La respuesta de los Dolphins fue inmediata y Ryan Tannehill se combinó siete yardas con Kenny Stills para touchdown. Jason Sanders no desaprovechó su punto extra y el equipo de casa subió en la pizarra 7-6.

Una patada de punt de Matt Haack fue bloqueada y los Patriots quedaron en la yarda 18 de Miami. Desde ahí, Tom Brady no perdonó y Julian Edelman recibió un preciso pase de Brady para un TD de dos yardas.

Los Dolphins respondieron con un kilométrico TD de Brandon Bolden, quien corrió 54 yardas para anotar y puso adelante 14-13 a los locales.

Brady replicó con un pase de 37 yardas a Cordarrelle Patterson para touchdown a los 4:28 del segundo periodo y los Patriots subieron 20-14.
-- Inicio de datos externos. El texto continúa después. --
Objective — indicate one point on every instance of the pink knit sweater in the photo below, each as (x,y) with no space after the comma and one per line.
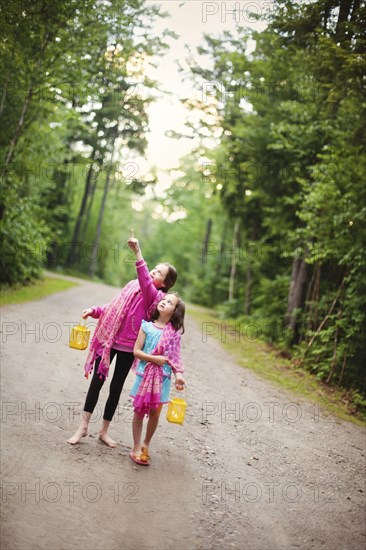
(127,334)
El partido iba golpe a golpe y de nuevo apareció Bolden, esta vez con un TD de seis yardas para poner arriba 21-20 a los Dolphins.

A 3:34 minutos para irse al descanso, Brady dio un pase de 16 yardas a Rob Gronkowski y permitió que los Patriots retomaran la delantera.

En el tercer cuarto, Tannehill dio un magnífico pase de 23 yardas a Brice Butler para poner la pizarra 28-27 a favor de Miami. Luego, Gostkowski acertó un gol de campo de 32 yardas para darle la ventaja 30-28 a los Patriots, a 6:45 minutos para el final de partido.

El kicker de los visitantes volvió embocar un field goal cuando solo quedaban 16 minutos en el reloj.

Tannehill completó 14 de 19 pases para 265 yardas y tres touchdowns. Fue derribado cuatro veces. Por su parte, Brady completó 27 de 43 pases para 359 yardas y tres touchdowns con dos derribos.